CHICAGO – Eight more men framed by disgraced former Chicago police sergeant Ronald Watts and members of Watts’ tactical team sued the current and former cops and the City of Chicago late this afternoon. Each of the wrongfully-convicted people had drug convictions overturned in February 2019 and have since been certified as innocent by the courts.

The lawsuits brought by the Civil Rights firm Loevy & Loevy Attorneys at Law allege that a “code of silence” throughout the CPD allowed Watts to run an extortion ring with impunity in and around the former Ida B. Wells housing project on the city’s south side. Watts and Officer Kallatt Mohammed—who is also named in many of the lawsuits—were convicted on federal charges and sentenced to prison in 2013.

As of today, 63 people who were framed by the Watts crew have had their convictions overturned. Nearly all of them have filed lawsuits against the City of Chicago.

The Cook County State’s Attorney will no longer call 10 officers tied to Watts to testify in court “due to concerns about their credibility and alleged involvement in the misconduct of Sergeant Watts.” Separate Illinois courts have called the Watts scandal “one of the most staggering cases of police corruption in the history of the City of Chicago” and chastised the City’s police disciplinary oversight body for doing “nothing to slow down the criminal” police officers.

In the immediate aftermath of the first mass exoneration in the history of Cook County a year and a half ago, now Mayor-elect Lori Lightfoot commented on the Watts scandal to the Sun Times:

All of the efforts that we are trying to undertake to reform the police department and bridge the gap between police and the community will be negatively affected if officers who commit crimes . . . are able to walk away with impunity. . . . Any of the officers who remain on the job must be quickly brought to justice through criminal prosecution and or disciplinary action. . . . Everybody involved in criminal conduct who has an opportunity to stop this train wreck needs to have a moment of reflection. If not now, when?
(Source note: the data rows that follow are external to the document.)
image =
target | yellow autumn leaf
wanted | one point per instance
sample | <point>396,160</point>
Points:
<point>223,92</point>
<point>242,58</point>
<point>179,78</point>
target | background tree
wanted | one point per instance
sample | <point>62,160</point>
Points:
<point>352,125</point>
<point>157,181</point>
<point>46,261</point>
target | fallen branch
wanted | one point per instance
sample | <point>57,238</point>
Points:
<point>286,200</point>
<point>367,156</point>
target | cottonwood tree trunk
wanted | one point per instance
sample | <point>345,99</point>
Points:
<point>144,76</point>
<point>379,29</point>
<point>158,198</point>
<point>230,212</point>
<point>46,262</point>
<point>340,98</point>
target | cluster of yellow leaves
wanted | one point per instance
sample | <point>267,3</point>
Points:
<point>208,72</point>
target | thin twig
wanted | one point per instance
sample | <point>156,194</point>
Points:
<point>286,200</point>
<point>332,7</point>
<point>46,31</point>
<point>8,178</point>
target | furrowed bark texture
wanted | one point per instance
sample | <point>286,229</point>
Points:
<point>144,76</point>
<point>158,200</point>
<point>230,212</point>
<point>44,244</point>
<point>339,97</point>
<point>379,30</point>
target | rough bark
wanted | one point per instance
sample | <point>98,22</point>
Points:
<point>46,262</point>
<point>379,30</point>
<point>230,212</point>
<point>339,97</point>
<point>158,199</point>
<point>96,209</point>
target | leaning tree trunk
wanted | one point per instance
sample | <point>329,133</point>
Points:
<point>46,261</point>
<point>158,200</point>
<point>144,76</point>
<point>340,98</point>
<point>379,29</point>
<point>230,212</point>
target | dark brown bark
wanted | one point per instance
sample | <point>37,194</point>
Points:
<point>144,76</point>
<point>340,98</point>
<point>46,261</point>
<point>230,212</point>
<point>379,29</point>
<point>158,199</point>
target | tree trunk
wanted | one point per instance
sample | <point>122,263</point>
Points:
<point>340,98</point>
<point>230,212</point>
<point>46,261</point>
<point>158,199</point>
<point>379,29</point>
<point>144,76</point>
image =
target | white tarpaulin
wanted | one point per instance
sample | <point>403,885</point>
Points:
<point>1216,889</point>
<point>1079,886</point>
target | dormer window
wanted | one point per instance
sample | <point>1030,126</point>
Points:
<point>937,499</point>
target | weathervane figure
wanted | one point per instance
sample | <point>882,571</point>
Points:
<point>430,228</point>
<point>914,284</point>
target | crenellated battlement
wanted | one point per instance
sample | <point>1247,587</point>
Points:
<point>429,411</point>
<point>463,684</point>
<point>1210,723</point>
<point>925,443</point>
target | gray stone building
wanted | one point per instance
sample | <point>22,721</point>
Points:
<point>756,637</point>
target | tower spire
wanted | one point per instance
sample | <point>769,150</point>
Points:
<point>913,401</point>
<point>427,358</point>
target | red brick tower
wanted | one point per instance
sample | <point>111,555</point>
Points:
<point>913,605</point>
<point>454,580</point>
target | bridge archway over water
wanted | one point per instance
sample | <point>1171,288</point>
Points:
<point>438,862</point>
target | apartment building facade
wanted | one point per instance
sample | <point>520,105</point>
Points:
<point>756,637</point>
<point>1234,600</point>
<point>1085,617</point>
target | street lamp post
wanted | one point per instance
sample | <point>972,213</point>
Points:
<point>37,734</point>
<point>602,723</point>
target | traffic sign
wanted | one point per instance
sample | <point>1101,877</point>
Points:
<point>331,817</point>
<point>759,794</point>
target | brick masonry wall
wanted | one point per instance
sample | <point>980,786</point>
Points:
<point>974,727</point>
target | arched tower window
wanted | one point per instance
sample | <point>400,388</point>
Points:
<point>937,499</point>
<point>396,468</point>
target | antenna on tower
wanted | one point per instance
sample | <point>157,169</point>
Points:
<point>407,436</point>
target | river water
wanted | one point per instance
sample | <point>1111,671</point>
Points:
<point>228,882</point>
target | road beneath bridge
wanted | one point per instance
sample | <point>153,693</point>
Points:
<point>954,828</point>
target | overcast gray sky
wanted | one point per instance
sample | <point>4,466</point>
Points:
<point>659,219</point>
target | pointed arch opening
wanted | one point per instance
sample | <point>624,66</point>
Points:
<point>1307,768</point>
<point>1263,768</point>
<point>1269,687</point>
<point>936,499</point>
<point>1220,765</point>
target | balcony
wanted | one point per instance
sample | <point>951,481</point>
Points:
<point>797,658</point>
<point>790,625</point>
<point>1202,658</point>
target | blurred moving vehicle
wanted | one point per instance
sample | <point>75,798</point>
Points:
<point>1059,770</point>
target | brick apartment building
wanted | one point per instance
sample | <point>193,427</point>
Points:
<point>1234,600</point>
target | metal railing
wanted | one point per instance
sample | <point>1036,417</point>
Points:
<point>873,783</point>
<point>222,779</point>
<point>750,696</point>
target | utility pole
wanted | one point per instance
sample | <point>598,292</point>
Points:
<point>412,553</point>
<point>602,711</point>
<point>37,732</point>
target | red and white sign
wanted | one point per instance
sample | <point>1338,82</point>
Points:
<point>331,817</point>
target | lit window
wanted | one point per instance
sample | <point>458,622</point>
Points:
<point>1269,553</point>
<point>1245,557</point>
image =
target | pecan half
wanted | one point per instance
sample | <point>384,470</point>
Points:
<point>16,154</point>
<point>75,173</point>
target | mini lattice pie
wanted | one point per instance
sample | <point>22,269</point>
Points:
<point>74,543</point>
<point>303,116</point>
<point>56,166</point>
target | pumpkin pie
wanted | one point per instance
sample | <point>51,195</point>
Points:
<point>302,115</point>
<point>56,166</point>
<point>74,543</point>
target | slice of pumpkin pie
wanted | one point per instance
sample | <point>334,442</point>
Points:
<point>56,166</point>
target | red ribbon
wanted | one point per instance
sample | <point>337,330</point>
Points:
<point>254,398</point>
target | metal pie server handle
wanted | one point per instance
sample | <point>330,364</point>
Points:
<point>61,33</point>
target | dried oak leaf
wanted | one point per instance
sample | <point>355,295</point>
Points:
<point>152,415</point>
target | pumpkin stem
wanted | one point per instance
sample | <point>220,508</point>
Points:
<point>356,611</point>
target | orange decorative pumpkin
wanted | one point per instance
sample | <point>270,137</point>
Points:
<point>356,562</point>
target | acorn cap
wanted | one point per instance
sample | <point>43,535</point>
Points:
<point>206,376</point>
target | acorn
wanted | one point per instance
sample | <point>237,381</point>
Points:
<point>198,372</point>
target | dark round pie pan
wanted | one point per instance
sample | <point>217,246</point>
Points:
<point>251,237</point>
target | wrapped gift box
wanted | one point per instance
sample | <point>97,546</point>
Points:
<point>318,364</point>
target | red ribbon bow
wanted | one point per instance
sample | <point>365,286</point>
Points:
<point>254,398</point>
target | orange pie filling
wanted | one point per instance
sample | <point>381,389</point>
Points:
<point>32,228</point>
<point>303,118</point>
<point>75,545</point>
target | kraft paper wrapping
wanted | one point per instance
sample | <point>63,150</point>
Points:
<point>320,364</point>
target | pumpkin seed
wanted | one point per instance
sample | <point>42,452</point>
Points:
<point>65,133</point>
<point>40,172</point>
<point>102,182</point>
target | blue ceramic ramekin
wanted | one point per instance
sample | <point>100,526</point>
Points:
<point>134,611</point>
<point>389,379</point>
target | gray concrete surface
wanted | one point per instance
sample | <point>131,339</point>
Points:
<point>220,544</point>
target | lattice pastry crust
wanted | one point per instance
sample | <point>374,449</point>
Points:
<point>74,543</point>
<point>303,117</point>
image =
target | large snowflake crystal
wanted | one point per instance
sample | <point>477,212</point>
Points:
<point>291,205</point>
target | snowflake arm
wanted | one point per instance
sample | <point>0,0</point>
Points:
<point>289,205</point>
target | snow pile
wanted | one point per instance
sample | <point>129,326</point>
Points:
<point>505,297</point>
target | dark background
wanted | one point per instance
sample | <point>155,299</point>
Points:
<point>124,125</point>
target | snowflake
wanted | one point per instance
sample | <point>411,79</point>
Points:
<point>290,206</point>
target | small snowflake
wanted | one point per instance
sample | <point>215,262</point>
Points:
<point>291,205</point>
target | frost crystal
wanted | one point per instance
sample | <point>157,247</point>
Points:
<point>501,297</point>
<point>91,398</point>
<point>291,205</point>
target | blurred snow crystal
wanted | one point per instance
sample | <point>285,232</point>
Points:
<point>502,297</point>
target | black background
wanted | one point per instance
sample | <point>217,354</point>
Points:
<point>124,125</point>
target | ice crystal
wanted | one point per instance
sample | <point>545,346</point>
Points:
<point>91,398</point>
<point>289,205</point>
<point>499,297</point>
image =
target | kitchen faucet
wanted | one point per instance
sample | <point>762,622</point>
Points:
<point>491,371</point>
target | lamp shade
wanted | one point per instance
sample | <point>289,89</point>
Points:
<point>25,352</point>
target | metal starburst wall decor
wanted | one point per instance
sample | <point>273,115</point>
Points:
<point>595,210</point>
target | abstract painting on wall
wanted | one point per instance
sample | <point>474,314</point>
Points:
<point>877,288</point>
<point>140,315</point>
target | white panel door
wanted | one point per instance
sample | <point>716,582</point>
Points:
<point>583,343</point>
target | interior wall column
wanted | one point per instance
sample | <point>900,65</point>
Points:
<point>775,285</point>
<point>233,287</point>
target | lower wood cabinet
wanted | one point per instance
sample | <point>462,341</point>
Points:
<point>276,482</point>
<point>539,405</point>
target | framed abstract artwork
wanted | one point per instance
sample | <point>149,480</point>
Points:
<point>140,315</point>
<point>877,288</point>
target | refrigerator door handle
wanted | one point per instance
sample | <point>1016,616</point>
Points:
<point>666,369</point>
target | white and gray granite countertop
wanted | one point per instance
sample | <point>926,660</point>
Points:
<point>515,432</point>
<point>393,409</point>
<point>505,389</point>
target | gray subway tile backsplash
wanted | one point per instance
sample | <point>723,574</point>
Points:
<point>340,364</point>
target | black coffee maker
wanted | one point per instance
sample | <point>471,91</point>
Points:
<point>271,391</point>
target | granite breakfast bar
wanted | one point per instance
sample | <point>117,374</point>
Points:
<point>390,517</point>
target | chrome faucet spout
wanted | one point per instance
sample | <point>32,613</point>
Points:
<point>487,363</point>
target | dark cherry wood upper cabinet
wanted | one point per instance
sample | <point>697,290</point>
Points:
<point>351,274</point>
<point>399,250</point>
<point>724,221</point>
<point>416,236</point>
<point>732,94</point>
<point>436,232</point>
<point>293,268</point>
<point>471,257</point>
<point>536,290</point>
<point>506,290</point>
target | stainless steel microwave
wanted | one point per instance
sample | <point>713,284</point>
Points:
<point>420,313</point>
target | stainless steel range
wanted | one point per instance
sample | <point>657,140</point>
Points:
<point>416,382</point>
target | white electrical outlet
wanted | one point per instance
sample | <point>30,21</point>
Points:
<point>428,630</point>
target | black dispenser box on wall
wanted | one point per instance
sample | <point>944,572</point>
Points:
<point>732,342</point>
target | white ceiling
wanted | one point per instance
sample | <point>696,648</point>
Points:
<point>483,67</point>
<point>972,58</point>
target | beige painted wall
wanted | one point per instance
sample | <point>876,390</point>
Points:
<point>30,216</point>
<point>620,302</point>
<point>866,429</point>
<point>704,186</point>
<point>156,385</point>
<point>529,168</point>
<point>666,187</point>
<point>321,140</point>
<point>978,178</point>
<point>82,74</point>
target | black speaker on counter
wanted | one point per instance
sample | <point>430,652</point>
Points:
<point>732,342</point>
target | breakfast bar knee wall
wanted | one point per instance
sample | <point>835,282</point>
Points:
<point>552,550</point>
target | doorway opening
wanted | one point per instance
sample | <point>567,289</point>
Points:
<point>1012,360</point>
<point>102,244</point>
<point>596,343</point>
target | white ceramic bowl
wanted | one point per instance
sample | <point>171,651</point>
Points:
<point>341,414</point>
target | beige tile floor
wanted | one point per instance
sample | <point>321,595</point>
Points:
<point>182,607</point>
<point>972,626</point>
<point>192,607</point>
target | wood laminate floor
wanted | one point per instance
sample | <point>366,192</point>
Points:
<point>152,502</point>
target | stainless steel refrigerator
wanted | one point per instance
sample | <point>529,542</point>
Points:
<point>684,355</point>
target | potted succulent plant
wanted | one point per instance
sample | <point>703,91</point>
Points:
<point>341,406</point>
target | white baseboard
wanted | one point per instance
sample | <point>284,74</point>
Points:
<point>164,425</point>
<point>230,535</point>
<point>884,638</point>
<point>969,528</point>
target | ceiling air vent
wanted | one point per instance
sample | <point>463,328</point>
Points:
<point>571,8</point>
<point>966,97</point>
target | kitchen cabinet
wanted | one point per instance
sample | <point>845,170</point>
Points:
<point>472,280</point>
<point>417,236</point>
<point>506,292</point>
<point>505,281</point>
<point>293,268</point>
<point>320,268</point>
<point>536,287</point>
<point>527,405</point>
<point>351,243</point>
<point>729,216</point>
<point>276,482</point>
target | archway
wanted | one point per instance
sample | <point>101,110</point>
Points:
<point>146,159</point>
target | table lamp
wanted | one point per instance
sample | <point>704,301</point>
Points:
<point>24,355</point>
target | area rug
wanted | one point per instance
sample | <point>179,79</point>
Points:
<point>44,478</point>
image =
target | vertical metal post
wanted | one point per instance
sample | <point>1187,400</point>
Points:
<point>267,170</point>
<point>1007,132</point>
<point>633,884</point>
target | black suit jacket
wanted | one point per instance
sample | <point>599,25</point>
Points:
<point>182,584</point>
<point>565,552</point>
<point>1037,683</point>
Since Lightfoot’s comments, 45 additional people have been exonerated, yet, as of today the Chicago Police Department has taken no action since putting officers tied to Watts on desk duty in November 2017. Eighteen months later, there has been no reported change in their status. Four months ago, NBC5 reported that taxpayers had paid over $1.3 million to the 13 employed officers on desk duty, a number that continues to grow.

The eight men who filed suit today are Darron Byrd, Raynard Carter, Gregory Dobbins, Sydney Harvey, Zarice Johnson, Derrick Lewis, Coredero Payne, and Kim Wilbourn. Copies of their lawsuits can be found here.

They are represented by Jon Loevy, Arthur Loevy, Josh Tepfer, Scott Rauscher, Theresa Kleinhaus, and Sean Starr of Loevy & Loevy Attorneys at Law. Loevy & Loevy is one of the nation’s largest civil rights law firms and has won more multi-million-dollar jury verdicts than any other civil rights law firm in the country.

Ida B. Wells housing project
Part of the former Ida B. Wells housing project, where for many years disgraced former Chicago Police Sgt. Ronald Watts led a crew of officers extorting residents to make payoffs to them. Those residents who refused to pay were arrested with false charges. So far 63 have had their convictions overturned.